Jefferson: Weltweit werden viele Milliarden in die Influenza-Vorsorge investiert. Das ist eine Menge Geld, das die Politiker auf Basis guter wissenschaftlicher Evidenz sinnvoll einsetzen sollten. Zuerst muss man prüfen, ob der Impfstoff wirkt, als nächstes ob er sicher ist. Was wir derzeit haben ist die perfekte Ungewissheit. Wir wissen nicht, ob Impfen besser oder gleich oder sogar schlechter ist, als gar nichts zu tun. Impfungen sind pharmazeutische Interventionen, die - wie alle Arzneimittel - auch Schaden anrichten können. Wir brauchen endlich große, unabhängig finanzierte Studien über mehrere Grippe-Saisonen, in der die Impfstoffe gegen Placebo getestet werden. Nur so können wir Sicherheit gewinnen. Und die Kosten wären verschwindend im Vergleich zu dem, was wir derzeit - völlig ins Blaue hinein - ausgeben.

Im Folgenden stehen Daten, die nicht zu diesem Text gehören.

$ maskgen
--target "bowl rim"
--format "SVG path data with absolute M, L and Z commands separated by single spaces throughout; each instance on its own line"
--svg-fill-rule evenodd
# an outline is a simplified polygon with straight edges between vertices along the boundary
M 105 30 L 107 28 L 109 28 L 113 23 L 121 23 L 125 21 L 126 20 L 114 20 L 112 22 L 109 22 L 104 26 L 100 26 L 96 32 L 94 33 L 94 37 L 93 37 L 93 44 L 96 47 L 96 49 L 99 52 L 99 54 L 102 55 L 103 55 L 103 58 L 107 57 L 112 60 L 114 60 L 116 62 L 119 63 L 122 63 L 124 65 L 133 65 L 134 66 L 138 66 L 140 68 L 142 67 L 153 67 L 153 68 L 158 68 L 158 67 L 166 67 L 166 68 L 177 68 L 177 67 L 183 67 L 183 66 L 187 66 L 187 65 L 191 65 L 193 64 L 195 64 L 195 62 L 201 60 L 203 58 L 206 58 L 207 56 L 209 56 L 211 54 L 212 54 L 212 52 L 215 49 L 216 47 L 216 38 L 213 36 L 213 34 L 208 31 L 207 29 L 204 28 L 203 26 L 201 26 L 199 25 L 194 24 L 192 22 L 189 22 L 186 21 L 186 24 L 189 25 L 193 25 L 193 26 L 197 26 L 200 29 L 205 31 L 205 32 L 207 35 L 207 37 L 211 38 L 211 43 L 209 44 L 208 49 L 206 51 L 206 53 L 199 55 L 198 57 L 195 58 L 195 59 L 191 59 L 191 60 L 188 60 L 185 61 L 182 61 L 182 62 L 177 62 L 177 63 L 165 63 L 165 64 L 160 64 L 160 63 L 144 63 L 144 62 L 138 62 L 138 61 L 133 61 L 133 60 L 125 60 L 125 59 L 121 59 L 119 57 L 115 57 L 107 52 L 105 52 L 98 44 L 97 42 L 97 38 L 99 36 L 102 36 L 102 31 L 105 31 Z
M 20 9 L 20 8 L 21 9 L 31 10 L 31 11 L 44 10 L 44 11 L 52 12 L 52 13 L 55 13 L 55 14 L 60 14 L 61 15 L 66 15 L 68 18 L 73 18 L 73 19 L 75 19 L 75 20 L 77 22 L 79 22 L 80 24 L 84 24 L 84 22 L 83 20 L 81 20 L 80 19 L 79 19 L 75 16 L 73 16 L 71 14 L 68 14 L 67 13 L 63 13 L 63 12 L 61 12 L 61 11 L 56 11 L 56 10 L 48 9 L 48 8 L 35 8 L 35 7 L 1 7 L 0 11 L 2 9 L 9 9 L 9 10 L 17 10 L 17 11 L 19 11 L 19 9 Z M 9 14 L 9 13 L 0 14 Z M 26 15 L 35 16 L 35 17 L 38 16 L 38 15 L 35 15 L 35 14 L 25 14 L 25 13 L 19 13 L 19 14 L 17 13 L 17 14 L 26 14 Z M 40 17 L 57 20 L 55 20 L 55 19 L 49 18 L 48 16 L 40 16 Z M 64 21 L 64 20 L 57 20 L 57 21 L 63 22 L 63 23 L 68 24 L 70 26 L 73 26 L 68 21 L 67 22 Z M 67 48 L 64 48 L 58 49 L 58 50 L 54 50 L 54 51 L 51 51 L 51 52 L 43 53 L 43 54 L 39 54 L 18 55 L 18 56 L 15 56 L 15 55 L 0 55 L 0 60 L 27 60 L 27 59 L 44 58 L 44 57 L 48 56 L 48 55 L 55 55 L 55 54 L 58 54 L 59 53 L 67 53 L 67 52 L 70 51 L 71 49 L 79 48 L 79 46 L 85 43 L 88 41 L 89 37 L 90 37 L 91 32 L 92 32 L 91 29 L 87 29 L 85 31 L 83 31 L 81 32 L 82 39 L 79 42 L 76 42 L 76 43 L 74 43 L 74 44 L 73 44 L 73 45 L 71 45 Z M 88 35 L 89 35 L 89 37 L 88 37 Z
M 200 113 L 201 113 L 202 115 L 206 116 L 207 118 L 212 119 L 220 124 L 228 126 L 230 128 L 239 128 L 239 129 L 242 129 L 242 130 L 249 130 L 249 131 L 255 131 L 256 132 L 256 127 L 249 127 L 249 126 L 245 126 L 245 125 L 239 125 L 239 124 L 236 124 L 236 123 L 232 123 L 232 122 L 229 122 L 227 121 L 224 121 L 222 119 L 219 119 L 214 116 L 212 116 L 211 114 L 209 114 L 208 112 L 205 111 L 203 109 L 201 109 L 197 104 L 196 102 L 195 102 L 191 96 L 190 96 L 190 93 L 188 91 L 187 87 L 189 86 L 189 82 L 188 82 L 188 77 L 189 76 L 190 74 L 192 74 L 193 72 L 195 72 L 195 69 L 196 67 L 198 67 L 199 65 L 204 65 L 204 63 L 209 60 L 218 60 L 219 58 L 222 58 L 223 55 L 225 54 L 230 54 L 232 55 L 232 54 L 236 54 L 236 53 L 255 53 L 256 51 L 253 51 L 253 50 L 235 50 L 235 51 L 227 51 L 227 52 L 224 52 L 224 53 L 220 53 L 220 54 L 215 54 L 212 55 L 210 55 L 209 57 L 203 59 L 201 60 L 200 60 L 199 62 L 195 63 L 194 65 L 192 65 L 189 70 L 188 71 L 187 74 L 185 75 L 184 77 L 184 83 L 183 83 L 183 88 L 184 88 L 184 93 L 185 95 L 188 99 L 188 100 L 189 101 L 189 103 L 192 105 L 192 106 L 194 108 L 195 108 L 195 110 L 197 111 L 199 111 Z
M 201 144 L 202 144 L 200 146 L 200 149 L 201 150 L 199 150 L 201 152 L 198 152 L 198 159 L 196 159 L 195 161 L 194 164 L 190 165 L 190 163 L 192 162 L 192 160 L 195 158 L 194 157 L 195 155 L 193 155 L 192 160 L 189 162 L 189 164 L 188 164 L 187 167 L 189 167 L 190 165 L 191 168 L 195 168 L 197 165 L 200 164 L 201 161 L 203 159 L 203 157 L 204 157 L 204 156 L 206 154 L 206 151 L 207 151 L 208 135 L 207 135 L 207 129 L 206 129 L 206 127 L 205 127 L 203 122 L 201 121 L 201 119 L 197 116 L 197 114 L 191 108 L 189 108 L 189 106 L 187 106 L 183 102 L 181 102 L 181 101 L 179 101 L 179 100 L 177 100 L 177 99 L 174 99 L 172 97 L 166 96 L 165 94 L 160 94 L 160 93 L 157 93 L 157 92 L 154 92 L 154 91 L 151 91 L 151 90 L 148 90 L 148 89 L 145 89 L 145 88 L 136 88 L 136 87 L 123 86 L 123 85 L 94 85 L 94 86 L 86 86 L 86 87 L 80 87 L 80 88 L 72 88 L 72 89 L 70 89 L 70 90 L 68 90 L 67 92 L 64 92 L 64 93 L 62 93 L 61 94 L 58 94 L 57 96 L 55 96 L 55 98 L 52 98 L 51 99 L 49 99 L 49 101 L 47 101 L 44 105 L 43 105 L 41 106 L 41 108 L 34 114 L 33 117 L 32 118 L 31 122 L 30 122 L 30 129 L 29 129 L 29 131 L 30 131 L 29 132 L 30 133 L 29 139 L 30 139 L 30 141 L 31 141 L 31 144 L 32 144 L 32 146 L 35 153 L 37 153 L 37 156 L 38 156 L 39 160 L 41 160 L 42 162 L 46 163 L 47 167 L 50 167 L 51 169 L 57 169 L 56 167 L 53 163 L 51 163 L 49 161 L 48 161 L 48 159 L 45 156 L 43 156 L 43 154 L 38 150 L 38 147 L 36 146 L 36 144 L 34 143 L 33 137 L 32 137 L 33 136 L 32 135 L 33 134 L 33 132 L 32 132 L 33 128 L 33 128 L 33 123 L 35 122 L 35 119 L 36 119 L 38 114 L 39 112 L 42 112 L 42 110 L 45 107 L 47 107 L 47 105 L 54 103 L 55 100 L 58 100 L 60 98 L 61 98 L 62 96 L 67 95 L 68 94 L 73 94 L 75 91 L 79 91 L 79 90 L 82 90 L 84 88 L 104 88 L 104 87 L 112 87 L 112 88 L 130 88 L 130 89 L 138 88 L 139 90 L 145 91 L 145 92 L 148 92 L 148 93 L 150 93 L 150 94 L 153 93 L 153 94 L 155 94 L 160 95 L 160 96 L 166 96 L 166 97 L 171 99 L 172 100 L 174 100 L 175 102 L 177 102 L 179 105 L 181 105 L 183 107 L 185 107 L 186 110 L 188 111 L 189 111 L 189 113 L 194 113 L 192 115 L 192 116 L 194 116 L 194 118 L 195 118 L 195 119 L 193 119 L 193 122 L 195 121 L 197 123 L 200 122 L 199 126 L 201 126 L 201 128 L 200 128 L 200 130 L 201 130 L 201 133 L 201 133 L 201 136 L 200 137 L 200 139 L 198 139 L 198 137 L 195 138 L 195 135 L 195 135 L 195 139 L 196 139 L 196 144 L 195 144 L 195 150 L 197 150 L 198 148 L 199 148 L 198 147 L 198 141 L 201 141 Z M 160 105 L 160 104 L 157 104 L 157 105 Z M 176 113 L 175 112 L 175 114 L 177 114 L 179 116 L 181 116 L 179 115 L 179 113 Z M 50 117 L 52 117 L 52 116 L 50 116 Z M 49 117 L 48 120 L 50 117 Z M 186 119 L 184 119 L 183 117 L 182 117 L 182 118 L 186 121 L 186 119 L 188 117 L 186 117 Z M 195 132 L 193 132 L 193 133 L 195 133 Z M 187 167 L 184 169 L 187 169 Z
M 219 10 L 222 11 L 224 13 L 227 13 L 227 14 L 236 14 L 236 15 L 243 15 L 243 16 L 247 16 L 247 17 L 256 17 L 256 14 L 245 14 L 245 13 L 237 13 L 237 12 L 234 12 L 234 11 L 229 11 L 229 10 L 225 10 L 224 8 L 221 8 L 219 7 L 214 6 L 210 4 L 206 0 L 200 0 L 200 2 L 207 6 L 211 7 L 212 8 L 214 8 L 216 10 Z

Ehgartner: Mediziner und Behördenvertreter meinen, eine derartige Studie wäre unethisch, weil jene, die in die Placebogruppe gelost würden, keinen Schutz vor Grippe haben.

Jefferson: Derzeit wird Gesundheitspolitik betrieben, ohne dass es dafür irgend eine wissenschaftliche Basis gibt. Das nenne ich unethisch.
Nehmen sie beispielsweise die Empfehlung des Robert-Koch-Institut zur Frage, ob schwangere Frauen Grippe geimpft werden dürfen. Darin heißt es: "Zur Influenza-Impfung in der Schwangerschaft wird seitens der pharmazeutischen Unternehmen darauf verwiesen, dass gezielte Studien zur Sicherheit der Impfung bei Schwangeren fehlen, Schäden aber nicht bekannt sind, die Impfung ist daher nicht kontraindiziert". Man weiß also nichts, empfiehlt die Impfung aber trotzdem. Leute, die solche Richtlinien herausgeben, sollten schnellstens von ihren Posten entfernt werden.


Tom Jefferson, 54, ist Koordinator der Cochrane-Vaccine-Field, und hat in den letzten drei Jahren eine Serie von Metaanalysen zur Influenza Vorsorge bzw Therapie mit Neuraminidase Inhibitoren (Tamiflu, Relenza) veröffentlicht. Hier findet sich eine Literatur-Übersicht. Hier eine deutsche Zusammenfassung der Analyse Ergebnisse zur antiviralen Therapie.
Tom Jefferson lebt mit seiner Familie in Rom.